Asia-Pacific, Development & Aid, Food & Agriculture, Headlines, Health, Human Rights

Eat Chinese, But Eat Safe

Mitch Moxley

BEIJING, Mar 7 2011 (IPS) - Despite a greater government effort to monitor food safety in the wake of high profile contamination incidents – including the 2008 melamine milk poisoning scandal that killed six infants and made 300,000 ill – the majority of Chinese still feel insecure about the food they eat.

“I’m not optimistic about the overall state of food safety in China,” says Zheng Fengtian, professor at Renmin University, before listing off recent food scares, including contaminated cowpeas from Hainan Island, poisonous crayfish in Nanjing and the liberal use of recycled cooking oil throughout the country. “All of these make it impossible for Chinese people to expect more from food producers and the government.”

China has faced a number of food scandals in recent years. In 2004, 13 babies died of malnutrition in Fujian province after being fed a formula that contained little or no nutritional value. In 2008, the melamine milk scandal made international headlines and prompted the U.S. Food and Drug Administration to establish three offices in China. (Melamine is a chemical used in making plastics and when added to milk can make its protein content appear higher.)

Toxic food produced in China killed more than 100 people in Panama in 2006 and thousands of pets died in North America in 2007 after consuming adulterated wheat gluten from China.

Responding to the food safety crises, the government has revised food safety regulations – passing a Food Safety Law in 2009 – and cracked down on violators, according to China Daily, a state-owned English newspaper.

China has shown that it is willing to take extreme measures to punish violators. In 2009, a Chinese court sentenced two people to death in the melamine milk scandal and, two years earlier, the country executed Zheng Xiaoyu, the former head of the Sate Food and Drug Administration, for accepting bribes from drug companies.
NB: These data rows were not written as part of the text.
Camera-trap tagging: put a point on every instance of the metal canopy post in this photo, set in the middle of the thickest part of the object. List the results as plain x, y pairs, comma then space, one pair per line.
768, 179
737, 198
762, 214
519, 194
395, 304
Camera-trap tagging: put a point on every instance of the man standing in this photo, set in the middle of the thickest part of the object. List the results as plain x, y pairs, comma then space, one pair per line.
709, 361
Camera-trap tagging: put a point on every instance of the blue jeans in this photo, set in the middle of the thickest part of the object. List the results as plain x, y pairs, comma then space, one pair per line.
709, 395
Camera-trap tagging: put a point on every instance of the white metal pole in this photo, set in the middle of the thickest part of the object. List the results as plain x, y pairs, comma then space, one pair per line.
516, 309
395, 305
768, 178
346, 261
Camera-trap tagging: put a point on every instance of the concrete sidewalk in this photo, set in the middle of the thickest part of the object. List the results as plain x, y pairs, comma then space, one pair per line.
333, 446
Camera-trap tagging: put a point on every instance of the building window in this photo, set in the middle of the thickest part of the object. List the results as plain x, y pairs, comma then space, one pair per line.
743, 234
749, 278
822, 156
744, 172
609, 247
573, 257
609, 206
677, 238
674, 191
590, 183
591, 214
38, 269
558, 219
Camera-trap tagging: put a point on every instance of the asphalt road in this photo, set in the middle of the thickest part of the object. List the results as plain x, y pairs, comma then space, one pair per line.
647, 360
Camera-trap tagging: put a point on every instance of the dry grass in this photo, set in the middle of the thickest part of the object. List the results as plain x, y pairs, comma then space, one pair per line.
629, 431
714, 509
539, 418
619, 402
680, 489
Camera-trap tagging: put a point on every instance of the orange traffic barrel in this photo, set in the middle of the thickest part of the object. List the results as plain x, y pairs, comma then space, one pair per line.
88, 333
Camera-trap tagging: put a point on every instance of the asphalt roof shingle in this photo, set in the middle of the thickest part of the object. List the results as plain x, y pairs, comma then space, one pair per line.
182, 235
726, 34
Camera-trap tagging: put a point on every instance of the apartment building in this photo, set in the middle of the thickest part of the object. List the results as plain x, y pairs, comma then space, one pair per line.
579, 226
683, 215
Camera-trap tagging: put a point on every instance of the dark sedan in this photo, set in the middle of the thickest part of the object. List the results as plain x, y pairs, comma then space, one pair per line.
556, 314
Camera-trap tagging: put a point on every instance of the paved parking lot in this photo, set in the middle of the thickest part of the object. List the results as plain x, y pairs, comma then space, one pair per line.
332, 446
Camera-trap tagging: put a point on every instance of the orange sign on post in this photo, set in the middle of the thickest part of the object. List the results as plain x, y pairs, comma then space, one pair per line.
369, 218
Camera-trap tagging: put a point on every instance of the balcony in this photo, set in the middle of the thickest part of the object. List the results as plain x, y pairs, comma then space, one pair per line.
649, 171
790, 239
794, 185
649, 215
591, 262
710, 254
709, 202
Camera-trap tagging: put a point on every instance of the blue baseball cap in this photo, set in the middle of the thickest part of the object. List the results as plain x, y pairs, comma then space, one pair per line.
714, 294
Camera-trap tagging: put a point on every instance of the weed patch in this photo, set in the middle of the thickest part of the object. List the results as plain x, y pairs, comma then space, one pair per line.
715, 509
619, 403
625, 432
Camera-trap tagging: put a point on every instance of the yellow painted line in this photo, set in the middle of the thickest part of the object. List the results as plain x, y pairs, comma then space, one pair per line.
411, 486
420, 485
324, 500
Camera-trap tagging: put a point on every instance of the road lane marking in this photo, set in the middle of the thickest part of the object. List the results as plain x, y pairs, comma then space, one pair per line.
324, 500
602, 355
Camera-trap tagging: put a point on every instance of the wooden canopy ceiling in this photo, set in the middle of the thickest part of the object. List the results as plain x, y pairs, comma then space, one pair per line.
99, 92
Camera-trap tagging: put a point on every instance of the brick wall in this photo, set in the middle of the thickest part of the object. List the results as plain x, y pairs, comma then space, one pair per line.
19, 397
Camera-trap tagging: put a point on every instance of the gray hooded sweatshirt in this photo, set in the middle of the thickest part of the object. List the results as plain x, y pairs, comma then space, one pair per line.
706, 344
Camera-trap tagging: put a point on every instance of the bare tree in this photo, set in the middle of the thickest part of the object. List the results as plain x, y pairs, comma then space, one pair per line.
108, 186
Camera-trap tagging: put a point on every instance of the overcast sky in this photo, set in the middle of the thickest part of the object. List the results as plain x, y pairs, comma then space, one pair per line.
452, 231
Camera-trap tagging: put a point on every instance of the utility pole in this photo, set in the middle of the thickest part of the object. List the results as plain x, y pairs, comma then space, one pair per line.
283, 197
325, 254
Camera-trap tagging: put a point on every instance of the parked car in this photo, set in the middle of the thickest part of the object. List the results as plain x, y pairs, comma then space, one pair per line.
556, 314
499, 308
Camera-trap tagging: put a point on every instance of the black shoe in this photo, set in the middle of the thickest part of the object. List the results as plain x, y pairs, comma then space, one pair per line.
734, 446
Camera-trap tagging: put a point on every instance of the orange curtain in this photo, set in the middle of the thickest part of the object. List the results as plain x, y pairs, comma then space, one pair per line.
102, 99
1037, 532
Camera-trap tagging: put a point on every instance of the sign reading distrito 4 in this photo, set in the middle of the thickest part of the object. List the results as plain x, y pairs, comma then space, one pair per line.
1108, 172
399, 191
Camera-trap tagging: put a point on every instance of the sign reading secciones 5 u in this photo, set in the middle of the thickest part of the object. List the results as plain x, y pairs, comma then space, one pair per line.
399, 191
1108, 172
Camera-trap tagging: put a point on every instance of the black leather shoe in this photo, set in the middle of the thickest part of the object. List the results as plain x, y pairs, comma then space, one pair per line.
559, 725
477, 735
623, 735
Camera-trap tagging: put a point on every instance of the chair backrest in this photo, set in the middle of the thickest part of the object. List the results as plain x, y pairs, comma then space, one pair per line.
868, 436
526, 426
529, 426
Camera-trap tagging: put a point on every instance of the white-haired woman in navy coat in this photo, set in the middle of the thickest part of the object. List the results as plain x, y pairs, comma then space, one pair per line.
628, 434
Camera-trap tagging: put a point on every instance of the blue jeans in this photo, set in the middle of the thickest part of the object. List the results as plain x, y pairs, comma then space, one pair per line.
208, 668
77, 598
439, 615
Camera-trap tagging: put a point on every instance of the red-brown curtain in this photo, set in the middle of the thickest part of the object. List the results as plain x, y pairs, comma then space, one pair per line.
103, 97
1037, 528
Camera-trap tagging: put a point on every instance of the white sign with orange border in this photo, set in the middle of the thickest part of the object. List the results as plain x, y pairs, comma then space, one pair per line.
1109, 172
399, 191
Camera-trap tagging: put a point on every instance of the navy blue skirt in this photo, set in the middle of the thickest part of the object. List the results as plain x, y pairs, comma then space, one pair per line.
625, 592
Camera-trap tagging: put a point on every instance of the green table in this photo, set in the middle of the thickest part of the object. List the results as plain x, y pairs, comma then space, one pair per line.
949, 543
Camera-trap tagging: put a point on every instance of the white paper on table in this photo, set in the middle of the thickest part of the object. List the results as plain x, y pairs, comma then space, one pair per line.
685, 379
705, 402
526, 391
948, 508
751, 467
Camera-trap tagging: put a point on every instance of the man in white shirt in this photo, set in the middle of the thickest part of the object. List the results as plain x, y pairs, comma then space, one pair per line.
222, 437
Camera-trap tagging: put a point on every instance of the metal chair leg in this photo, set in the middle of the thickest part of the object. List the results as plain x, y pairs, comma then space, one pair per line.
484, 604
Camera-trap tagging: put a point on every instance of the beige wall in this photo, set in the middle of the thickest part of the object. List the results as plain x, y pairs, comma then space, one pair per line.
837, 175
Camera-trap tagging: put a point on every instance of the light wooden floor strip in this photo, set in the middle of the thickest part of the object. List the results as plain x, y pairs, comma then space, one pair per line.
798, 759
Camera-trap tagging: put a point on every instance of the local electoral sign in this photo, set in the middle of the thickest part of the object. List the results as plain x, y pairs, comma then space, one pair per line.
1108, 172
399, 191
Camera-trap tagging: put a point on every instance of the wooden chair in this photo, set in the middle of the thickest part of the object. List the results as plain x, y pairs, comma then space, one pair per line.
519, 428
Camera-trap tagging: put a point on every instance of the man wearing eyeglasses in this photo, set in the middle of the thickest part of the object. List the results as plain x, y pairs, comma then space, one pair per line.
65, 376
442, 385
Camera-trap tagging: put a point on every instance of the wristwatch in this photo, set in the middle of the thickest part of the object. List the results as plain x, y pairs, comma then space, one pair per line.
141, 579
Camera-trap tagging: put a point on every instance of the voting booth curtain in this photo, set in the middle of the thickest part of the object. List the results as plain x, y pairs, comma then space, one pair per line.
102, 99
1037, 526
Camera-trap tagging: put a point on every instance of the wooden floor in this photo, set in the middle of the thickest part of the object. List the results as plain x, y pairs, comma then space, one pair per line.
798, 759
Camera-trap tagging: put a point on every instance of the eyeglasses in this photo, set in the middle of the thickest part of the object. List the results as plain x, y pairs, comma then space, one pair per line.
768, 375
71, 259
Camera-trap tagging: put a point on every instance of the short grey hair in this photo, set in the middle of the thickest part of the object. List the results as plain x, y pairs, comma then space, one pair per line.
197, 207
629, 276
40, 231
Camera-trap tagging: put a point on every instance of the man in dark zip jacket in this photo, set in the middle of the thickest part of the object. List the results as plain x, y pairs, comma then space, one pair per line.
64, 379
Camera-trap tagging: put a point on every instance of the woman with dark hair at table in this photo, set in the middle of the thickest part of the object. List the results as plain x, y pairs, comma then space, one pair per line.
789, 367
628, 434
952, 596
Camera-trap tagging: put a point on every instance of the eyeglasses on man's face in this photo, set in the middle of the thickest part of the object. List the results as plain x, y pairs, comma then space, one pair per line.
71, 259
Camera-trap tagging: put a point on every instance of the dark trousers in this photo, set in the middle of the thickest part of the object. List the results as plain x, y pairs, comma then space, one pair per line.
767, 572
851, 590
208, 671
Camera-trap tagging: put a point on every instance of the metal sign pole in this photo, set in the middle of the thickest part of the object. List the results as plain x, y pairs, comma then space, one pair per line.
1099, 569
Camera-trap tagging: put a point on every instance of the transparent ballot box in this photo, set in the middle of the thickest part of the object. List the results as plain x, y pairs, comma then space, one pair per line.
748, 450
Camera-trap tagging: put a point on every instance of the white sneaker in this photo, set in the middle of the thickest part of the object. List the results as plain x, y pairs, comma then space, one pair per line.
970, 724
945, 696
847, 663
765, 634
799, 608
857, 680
The government has announced the setting up of food safety monitoring centres in 31 provinces across China, according to China Daily. The national food safety work office under the State Council said food safety tests on agricultural products had been expanded to 128 medium and large-sized cities, the newspaper reported.

Despite these efforts, fake or toxic batches of wine, mushrooms, bean curd, rice noodles, dairy drinks and cooking oil have been reported in China in recent months. In November, another melamine scare occurred when contaminated dairy products were discovered in Hunan province.

China faced an unusually high number of food poisoning incidents in the first half of last year, prompting the Ministry of Health to issue a warning on food poisoning in July, the first time since the Food Safety Law was passed. From January to May 2010, there were 2,452 reported cases of food poisoning and 56 deaths, according to Xinhua News Agency.

In July, Chen Rui, deputy director-general of the Bureau of Food Safety Coordination and Health Supervision of the Ministry of Health, said the central government is planning to introduce a new batch of food safety standards, and will establish national standards for food safety.

A small but growing number of farmers is taking the rare measure of starting or joining organic farmers that abide by the community-supported agriculture model (CSA) model that is used in the United States. China has about 40 CSA farms and a recent CSA conference in Beijing attracted more than 250 people, according to media reports.

Feng Yujun, a researcher at the China Law Society’s Food Safety Legislation Research Centre, lauds the government’s efforts to tackle the food safety issue, but says problems remain – namely low-quality raw materials used in the production process and the overuse of food additives and chemicals.

Feng says China needs to strengthen punishments and simplify food safety management and supervision.

“There are over ten departments involved in management and supervision and no unifying food safety standards,” Feng tells IPS. “The central government needs to establish a powerful unified management mechanism.”

Nearly 70 percent of all Chinese do not believe the food they consume is safe, according to this year’s Consumer Food Security Confidence Report published by the Tsinghua University Media Survey Lab and China Insight Magazine, a state-owned publication.

Over 50 percent of those surveyed said food safety should be strengthened; 53 percent expressed concern over the quality of food in China; and 15.6 percent said they don’t trust the nation’s food safety at all. Over 60 percent of respondents said they do not trust genetically modified foods.

“Food producers have no morals”, was the top reason given for not trusting assertions of food quality. Despite increasingly strict supervision of food by the government, many respondents said China’s food producers were still subject to “inefficient government controls.” Only 20.5 percent of those surveyed thought the government put enough effort into food supervision, while 42.5 percent believed it made little or no effort at all.